[RFC] Add binary profile correlation to not load profile metadata sections into memory at runtime

Hi,

I’m creating a RFC about [Profile] Add binary profile correlation to offload profile metadata at runtime. by ZequanWu · Pull Request #69493 · llvm/llvm-project · GitHub for better discussion as requested at here.

Motivation

Since we don’t need the profile metadata sections at runtime(except data section is still needed for value profiling), we can somehow mark them metadata sections so that they not loaded into memory at runtime. Initially, I explored debug info correlation, which is used for PGO with value profiling disabled. However, it currently only works with DWARF and it’s be hard to add such artificial debug info for every function in to CodeView which is used on Windows. So, offloading profile metadata sections at runtime seems to be a more platform independent option. This is primary used for saving stripped binary size and reducing disk I/O when using code coverage.

Design

The idea is to offload profile metadata(profile name and data sections) from binary by marking them as metadata sections when lowering to object files, controlled by a new llvm flag. Under this mode, they don’t have SHF_ALLOC flags in ELF (Or have IMAGE_SCN_MEM_DISCARDABLE in COFF). So, they are not loaded into memory at runtime and can be stripped away as a post-linking step. After the process exits, the generated raw profiles will contains only headers + counters. llvm-profdata can be used correlate raw profiles with the unstripped binary to generate indexed profile.

Data

For chromium base_unittests with code coverage on linux, the binary size overhead due to instrumentation reduced from 64M to 38.8M (39.4%) and the raw profile files size reduced from 128M to 68M (46.9%).
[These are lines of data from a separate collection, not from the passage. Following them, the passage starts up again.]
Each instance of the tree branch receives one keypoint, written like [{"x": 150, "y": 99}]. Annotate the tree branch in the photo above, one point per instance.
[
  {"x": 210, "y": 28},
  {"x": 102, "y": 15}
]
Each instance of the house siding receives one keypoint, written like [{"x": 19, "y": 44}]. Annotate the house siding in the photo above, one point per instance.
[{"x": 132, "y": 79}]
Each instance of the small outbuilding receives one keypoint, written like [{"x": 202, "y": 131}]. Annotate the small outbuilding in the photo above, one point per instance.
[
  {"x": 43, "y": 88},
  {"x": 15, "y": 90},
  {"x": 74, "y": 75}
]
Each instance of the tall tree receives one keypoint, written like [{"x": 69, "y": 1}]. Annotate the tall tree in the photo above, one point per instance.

$ bloaty out/cov/base_unittests.stripped -- out/no-cov/base_unittests.stripped
    FILE SIZE        VM SIZE
 --------------  --------------
  +121% +30.4Mi  +121% +30.4Mi    .text
  [NEW] +14.6Mi  [NEW] +14.6Mi    __llvm_prf_data
  [NEW] +10.6Mi  [NEW] +10.6Mi    __llvm_prf_names
  [NEW] +5.86Mi  [NEW] +5.86Mi    __llvm_prf_cnts
   +95% +1.75Mi   +95% +1.75Mi    .eh_frame
  +108%  +400Ki  +108%  +400Ki    .eh_frame_hdr
  +9.5%  +211Ki  +9.5%  +211Ki    .rela.dyn
  +9.2% +95.0Ki  +9.2% +95.0Ki    .data.rel.ro
  +5.0% +87.3Ki  +5.0% +87.3Ki    .rodata
  [ = ]       0   +13% +47.0Ki    .bss
   +40% +1.78Ki   +40% +1.78Ki    .got
   +12% +1.49Ki   +12% +1.49Ki    .gcc_except_table
  [ = ]       0   +65% +1.23Ki    .relro_padding
   +62% +1.20Ki  [ = ]       0    [Unmapped]
   +13%    +448   +19%    +448    .init_array
  +8.8%    +192  [ = ]       0    [ELF Section Headers]
  +0.0%    +136  +0.0%     +80    [7 Others]
  +0.1%     +96  +0.1%     +96    .dynsym
  +1.2%     +96  +1.2%     +96    .rela.plt
  +1.5%     +80  +1.2%     +64    .plt
  [ = ]       0 -99.2% -3.68Ki    [LOAD #5 [RW]]
  +195% +64.0Mi  +194% +64.0Mi    TOTAL
$ bloaty out/cov-cor/base_unittests.stripped -- out/no-cov/base_unittests.stripped
    FILE SIZE        VM SIZE
 --------------  --------------
  +121% +30.4Mi  +121% +30.4Mi    .text
  [NEW] +5.86Mi  [NEW] +5.86Mi    __llvm_prf_cnts
   +95% +1.75Mi   +95% +1.75Mi    .eh_frame
  +108%  +400Ki  +108%  +400Ki    .eh_frame_hdr
  +9.5%  +211Ki  +9.5%  +211Ki    .rela.dyn
  +9.2% +95.0Ki  +9.2% +95.0Ki    .data.rel.ro
  +5.0% +87.3Ki  +5.0% +87.3Ki    .rodata
  [ = ]       0   +13% +47.0Ki    .bss
   +40% +1.78Ki   +40% +1.78Ki    .got
   +12% +1.49Ki   +12% +1.49Ki    .gcc_except_table
   +13%    +448   +19%    +448    .init_array
  +0.1%     +96  +0.1%     +96    .dynsym
  +1.2%     +96  +1.2%     +96    .rela.plt
  +1.2%     +64  +1.2%     +64    .plt
  +2.9%     +64  [ = ]       0    [ELF Section Headers]
  +0.0%     +40  +0.0%     +40    .data
  +1.2%     +32  +1.2%     +32    .got.plt
  +0.0%     +24  +0.0%      +8    [5 Others]
  [ = ]       0 -22.9%    -872    [LOAD #5 [RW]]
 -74.5% -1.44Ki  [ = ]       0    [Unmapped]
  [ = ]       0 -76.5% -1.45Ki    .relro_padding
  +118% +38.8Mi  +117% +38.8Mi    TOTAL

Build ID

Since the generated raw profiles contains only headers + counters, we need a way to associate them with their corresponding binaries at the merging step. Build id is already used by Fuchsia toolchain team to fetch matching raw profiles from a symbol server. So, it makes sense to use it for matching raw profiles with the unstripped binaries when merging. The workflow I have in mind is to have scripts invoke llvm-profdata to get all binary ids for all raw profiles, and selectively choose the raw pnrofiles with matching binary id and the binary to llvm-profdata for merging.

Discussions

Build ID

There are still few things unclear about Build ID in COFF.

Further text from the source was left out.